While honeymooning in Paris, Rory’s bride Dora (Zoe Saldana) finds a handsome briefcase in an antique store which she presents to Rory as a wedding gift. After they arrive home, Rory discovers a manuscript hidden in the briefcase which he recognizes as a well-written piece of work. He then types the manuscript into his computer where Dora finds it and believes it was written by Rory. Dora convinces Rory to submit it to a publisher who loves the novel which becomes a best seller. Rory fulfills his dream of financial success with the publication of the book.
The story takes a step back as Clay Hammond takes an intermission backstage where he is introduced to Daniella, a student who wants to interview him about his book. They plan to meet after Clay finishes his reading.
After the intermission, Clay resumes his reading which relates that the now famous Rory meets an old man (Jeremy Irons) in Central Park. The old man reveals to Rory that the manuscript was his own story of his long-lost love when he lived in Paris.
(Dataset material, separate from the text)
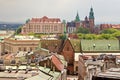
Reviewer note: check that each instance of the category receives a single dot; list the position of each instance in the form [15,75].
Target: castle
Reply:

His wife had lost the manuscript which led to the dissolution of their marriage and the beginning of the old man’s fall into oblivion.
Overcome with guilt, Rory seeks to pay the old man for his manuscript, and of course is turned down. He continues to pursue relief from his guilt by confessing his offense to his publisher as well as his wife. When the old man dies shortly thereafter, the secret dies with him, and Rory is left to deal alone with his conscience when his wife Dora leaves him.
When Clay finishes his reading, he and Daniella continue their interview with Daniella asking some probing questions. Clay does not answer her inquiry whether or not “The Words” is autobiographical. The viewer needs to stay to the end to learn the truth.
Credit: Wikimedia Commons
Although Jeremy Irons’ part as the old man was not more than a cameo part, it was truthfully the centerpiece of the entire story. Also, he is head and shoulders above every other member of the cast with his performance. They were fortunate to have his name linked with theirs in this intriguing story.
“The Words” brings to mind the well-known fact that Ernest Hemingway’s wife lost several of his manuscripts while traveling on a train. It may well be that the writer used that occurrence as a seed to create a story revolving around a similar mishap.